Женились Сачурины по любви, завели детей и за двадцать лет не скопили друг от друга тайн. А теперь Иакинфа злили её крашеные губы, заплаканные глаза с поплывшей на ресницах тушью, его раздражала её преданность, бессмысленное желание остаться близкой, он понимал, что она ни в чём не виновата, и от этого злился ещё больше. Жизнь берёт своё, смерть – своё: жена оставалась на подмостках, он – за кулисами. Как и все в палате, он уже смотрел на мир с той стороны и, принимая передачи, делился ими с людьми, которых неделю назад не знал. Теперь у них была своя стая: волки, угодившие в капкан, они выли на прошлое, одинокие, как луна в небе, тёрлись спинами и ставили на то, кто кого переживёт. С лицами, пожелтевшими, как страницы давно прочитанной повести, они больше не верили в себя, убедившись, что у судьбы в рукаве всегда лишний козырь.
В полдень, размечая больничные будни, приходил психолог, щурясь от собственных слов, пел Лазаря, а под конец, обведя вокруг руками, советовал:
– Главное – не замыкаться в этих стенах – есть телефон…
– Телефон есть – звонить некому, – обрезал Иакинф. Ему было страшно и бесконечно жалко себя.
Попав в земное чистилище, Иакинф перечеркнул прежнюю жизнь. Теперь она сморщилась, как мочёное яблоко, и ему стало казаться, что истина бродит здесь, среди пригвождённых к больничной койке.
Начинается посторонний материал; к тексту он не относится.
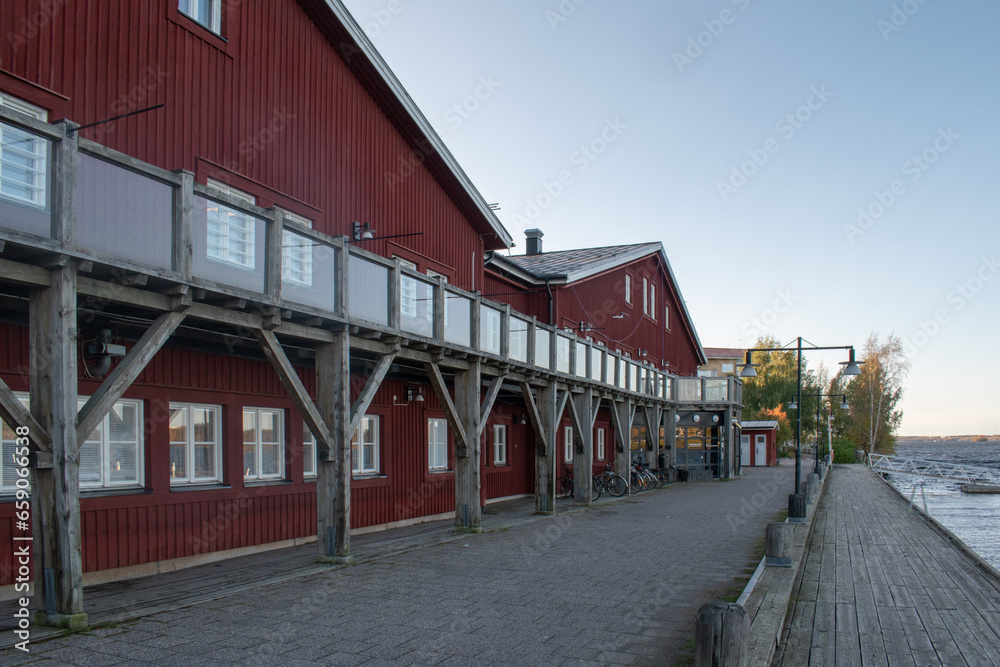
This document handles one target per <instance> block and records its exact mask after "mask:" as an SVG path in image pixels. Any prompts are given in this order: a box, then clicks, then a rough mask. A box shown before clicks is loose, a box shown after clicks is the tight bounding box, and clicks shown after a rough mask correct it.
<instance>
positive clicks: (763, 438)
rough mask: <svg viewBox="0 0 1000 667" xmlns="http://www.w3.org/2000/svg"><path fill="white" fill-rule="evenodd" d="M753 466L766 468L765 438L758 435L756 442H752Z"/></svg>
mask: <svg viewBox="0 0 1000 667" xmlns="http://www.w3.org/2000/svg"><path fill="white" fill-rule="evenodd" d="M753 449H754V451H753V457H754V465H759V466H766V465H767V436H766V435H758V436H757V437H756V441H755V442H754V448H753Z"/></svg>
«Кто ближе своего „я“? – вспоминал он монолог Харитона Скуйбеды, возражавшего Евангелию. – Перед смертью ближние становятся дальними, смерть разлучает не с ними, но с собой…»
Эти мысли предназначались для глухого подвала. Однако ересь не мыши, чтобы водиться в монастыре: к Харитону подступали бритоголовые стражники с колокольчиками в ушах, и он, схватив со стены тяжёлое распятие, отбивался от них, как от бесов. Но постепенно они одолевали: повалив на живот, вязали, прижимая щекой к полу. Харитон уже слышал над висками тихое позвякивание колокольчиков, и тут Иакинф, суча ногами, сбрасывал одеяло на пол.
«Да нет ещё, – не открывая век, различал он над собой перешёптывание санитаров, – спит…»
После отбоя лампочки светили тускло, в полнакала, и по нужде ходили, как тени, боясь оступиться на скользком полу. Пьяные от бессонницы, горбились на стульчаках, тайком от сиделок курили, плели друг другу небылицы или, безразлично уставившись в стену, обменивались молчанием. Составив вниз цветочные горшки, в этот раз на подоконнике болтали ногами восточные люди.